Bisphenol S as an emerging osteotoxicant: Mechanistic insights from osteoblasts and zebrafish models

Bisphenol S (BPS) exposure has been shown to induce osteopathies such as osteoporosis, yet the underlying mechanisms remain poorly understood. To comprehensively evaluate the toxic effects and mechanisms of BPS on osteoblast differentiation and bone development, an integrated approach combining the hFOB1.19 human osteoblast cell line (in vitro) and zebrafish larvae (in vivo) were utilized. In hFOB1.19 cells, exposure to BPS (0, 1, 5, 10 and 50 µM) for 96 h (n = 3-4 replicates) disrupted osteogenic differentiation by downregulating key markers (RUNX2 and OPG) and induced mitochondrial dysfunction through reduced membrane potential and metabolic alterations. BPS triggered excessive ROS production with compensatory antioxidant upregulation (SOD, CAT), while activating mitochondrial Apoptosis pathways via Bax/Cytochrome c/Caspase-3 signaling.
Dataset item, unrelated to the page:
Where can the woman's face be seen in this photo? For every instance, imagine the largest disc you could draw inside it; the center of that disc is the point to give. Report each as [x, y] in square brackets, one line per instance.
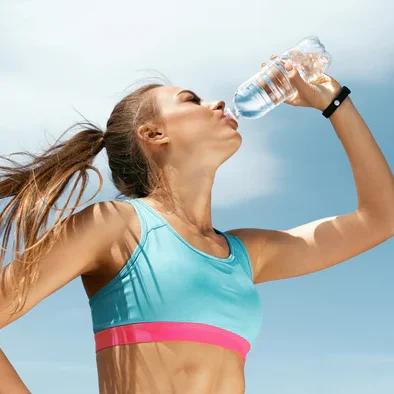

Notably, BPS promoted NLRP3 inflammasome activation (ASC, CAS1) and GSDMD cleavage, driving Pyroptosis through inflammatory cytokine release. These dual cell death pathways collectively impaired osteoblast formation. In zebrafish larvae, exposure to BPS (0, 0.5, 1, 10 and 50 µM) for 5- and 7-dpf (n = 3-4 replicates) caused pharyngeal cartilage shortening, and delayed bone mineralization, accompanied by altered bone metabolism markers (ALP, osteocalcin, CA, and P) and disrupted differentiation genes (col2a1 and bmp15). Parallel upregulation of Apoptosis (p53 and cas9) and Pyroptosis genes (NLRP3) mirrored cellular findings, suggesting conserved mechanisms across species. Collectively, these findings highlight BPS as a significant environmental risk factor for bone health, emphasizing the need for further toxicological and regulatory evaluation.

Bisphenol S (BPS); Inflammatory cell death; Mitochondria impairment; Osteotoxic; Toxicity mechanisms.